Author: ackatt
24 - April - 2010

Discrimination in the Workplace

Gay Discrimination in the Workplace


In my book, A Matter of Trust, Brian Murphy is employed by Drummond Realty, which is touted as a gay-friendly environment. He finds out quickly that although the owner of the firm, Donald Drummond, is gay, the company policy against discrimination doesn’t trickle down to the trenches. Hired to work in the Information Technology Division, Brian finds himself relegated to the Mailroom after a run-in with an administrative assistant with a boss distracted by a messy divorce.

Brian’s situation is not uncommon. According to an article by Bruce Mirken for Consumer Health Interactive, one-quarter to two thirds of lesbian, gay and bisexual people have lost jobs or been denied promotions because of their sexual orientation. Gay workers earn less money than their equally educated counterparts.

Discrimination can take place subtly or overtly. In A Matter of Trust, Brian faces both overt and covert hostility. Mirken article states, “promotions…mysteriously go to less-qualified employees or a constant barrage of insults and antigay jokes that create a hostile, threatening atmosphere” are just some of the forms that homosexual bias can take.

Unfortunately that bias can extend to men or women whose “supervisors or co-workers believe he or she is gay,” even when their assumption is wrong. This kind of behavioral bias in the workplace is not illegal under present federal law. Gender discrimination is currently illegal in California, Colorado, Connecticut, Hawaii, Illinois, Iowa, Maine, Maryland, Massachusetts, Minnesota, Nevada, New Hampshire, New Jersey, New Mexico, New York, Oregon, Rhode Island, Vermont, Washington, and Wisconsin. Delaware, Indiana, Michigan, Montana, and Pennsylvania protect against discrimination in public workplaces only. In the rest of the United States, if you are gay or lesbian, you are at risk unless your local municipality has and enforces anti-discrimination laws.

The Employment Non-Discrimination Act (ENDA), S.1284/H.R. 2692 is pending federal legislation that would make it illegal to discriminate against an employee because of sexual orientation including hiring, firing, promotion, compensation, and most terms and conditions of employment. It would also protect workers from retaliation for reporting such discrimination to the authorities. ENDA is structured in the same manner as Title VII of the Civil Rights Act of 1964, which is the law that prevents discrimination against race, gender, or national origin and would be enforced in the same manner.

To live a decent life in the United States of America, you must be able to work. Discrimination in the workplace prevents a citizen from living a normal, decent life. As a country, we owe it to ourselves and the gay citizens among us to encourage our Congressmen and Senators to vote for ENDA to give true meaning to the phrase “liberty and justice for all.”
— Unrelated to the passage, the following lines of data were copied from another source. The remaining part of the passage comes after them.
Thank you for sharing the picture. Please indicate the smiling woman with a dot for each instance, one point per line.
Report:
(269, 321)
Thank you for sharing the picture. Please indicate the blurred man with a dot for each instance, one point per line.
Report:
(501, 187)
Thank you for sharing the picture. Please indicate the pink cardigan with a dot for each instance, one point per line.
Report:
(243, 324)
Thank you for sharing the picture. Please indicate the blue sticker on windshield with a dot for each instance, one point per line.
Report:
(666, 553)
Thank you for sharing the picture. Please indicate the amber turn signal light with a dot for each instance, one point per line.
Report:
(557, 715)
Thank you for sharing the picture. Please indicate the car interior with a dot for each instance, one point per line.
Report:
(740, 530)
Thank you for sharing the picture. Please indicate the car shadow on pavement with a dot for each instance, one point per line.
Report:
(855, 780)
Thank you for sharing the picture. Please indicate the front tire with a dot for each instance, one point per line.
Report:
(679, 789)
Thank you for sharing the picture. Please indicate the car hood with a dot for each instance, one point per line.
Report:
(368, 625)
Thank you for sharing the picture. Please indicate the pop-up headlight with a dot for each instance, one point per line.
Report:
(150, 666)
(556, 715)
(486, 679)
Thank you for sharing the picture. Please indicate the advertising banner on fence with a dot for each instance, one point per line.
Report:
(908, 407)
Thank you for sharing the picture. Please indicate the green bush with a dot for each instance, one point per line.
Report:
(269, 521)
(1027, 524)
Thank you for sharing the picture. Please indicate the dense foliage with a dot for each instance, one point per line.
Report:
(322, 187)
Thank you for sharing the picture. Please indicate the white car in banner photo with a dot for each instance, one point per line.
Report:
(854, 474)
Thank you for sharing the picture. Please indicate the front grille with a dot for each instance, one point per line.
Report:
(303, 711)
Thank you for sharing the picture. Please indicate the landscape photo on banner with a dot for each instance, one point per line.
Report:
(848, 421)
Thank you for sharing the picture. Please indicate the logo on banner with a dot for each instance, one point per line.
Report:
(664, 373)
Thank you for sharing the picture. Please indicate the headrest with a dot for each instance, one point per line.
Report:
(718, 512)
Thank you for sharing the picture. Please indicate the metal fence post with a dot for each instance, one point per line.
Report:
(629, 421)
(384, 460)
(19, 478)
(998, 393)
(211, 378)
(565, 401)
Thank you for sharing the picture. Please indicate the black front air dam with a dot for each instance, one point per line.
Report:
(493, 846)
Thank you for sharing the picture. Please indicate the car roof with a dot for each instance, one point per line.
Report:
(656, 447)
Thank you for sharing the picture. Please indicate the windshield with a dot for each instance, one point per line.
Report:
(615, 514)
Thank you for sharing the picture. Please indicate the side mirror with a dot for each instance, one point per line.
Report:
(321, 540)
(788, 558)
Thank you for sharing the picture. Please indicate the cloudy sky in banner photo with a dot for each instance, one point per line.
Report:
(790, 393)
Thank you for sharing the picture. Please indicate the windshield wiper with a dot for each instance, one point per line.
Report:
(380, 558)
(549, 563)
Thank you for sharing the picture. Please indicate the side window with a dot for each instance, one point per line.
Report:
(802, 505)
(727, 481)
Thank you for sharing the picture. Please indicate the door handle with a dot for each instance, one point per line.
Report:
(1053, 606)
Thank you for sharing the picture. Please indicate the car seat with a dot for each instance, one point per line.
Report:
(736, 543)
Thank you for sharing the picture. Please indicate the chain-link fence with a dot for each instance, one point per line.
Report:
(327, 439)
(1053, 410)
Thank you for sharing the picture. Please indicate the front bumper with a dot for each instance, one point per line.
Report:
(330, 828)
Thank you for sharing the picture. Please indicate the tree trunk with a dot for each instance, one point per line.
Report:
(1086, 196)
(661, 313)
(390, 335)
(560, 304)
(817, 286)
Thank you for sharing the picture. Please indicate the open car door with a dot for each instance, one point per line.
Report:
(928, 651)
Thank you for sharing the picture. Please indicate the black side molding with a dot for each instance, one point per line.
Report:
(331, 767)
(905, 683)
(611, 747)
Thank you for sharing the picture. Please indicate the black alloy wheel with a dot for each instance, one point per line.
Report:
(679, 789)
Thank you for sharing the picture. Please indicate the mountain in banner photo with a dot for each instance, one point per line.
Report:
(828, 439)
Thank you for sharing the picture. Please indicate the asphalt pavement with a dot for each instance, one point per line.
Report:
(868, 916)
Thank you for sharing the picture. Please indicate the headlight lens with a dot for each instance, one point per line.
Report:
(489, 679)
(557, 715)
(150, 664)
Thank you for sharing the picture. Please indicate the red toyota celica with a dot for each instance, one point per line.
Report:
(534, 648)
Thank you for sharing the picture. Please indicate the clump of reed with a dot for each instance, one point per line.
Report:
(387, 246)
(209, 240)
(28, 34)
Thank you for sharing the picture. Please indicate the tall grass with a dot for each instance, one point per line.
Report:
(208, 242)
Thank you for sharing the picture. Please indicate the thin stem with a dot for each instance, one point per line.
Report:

A Matter of Trust is available from XOXO publishing at www.xoxopublishing.com

Author: ackatt
13 - April - 2010

What’s New!

I have two new releases that will be published in 2010. The first, A Matter of Trust, is available now from XOXOpublishing.com. It is a light BDS&M story about a man who has everything but realizes he has nothing without love.

My second release is from Captiva Press and will be available sometime in July or August. It is Shattered Glass, the chronicle of a mega rock and roll band and the love between Milo and Liam, the composer and the lyricist. More about Shattered Glass in the next weeks.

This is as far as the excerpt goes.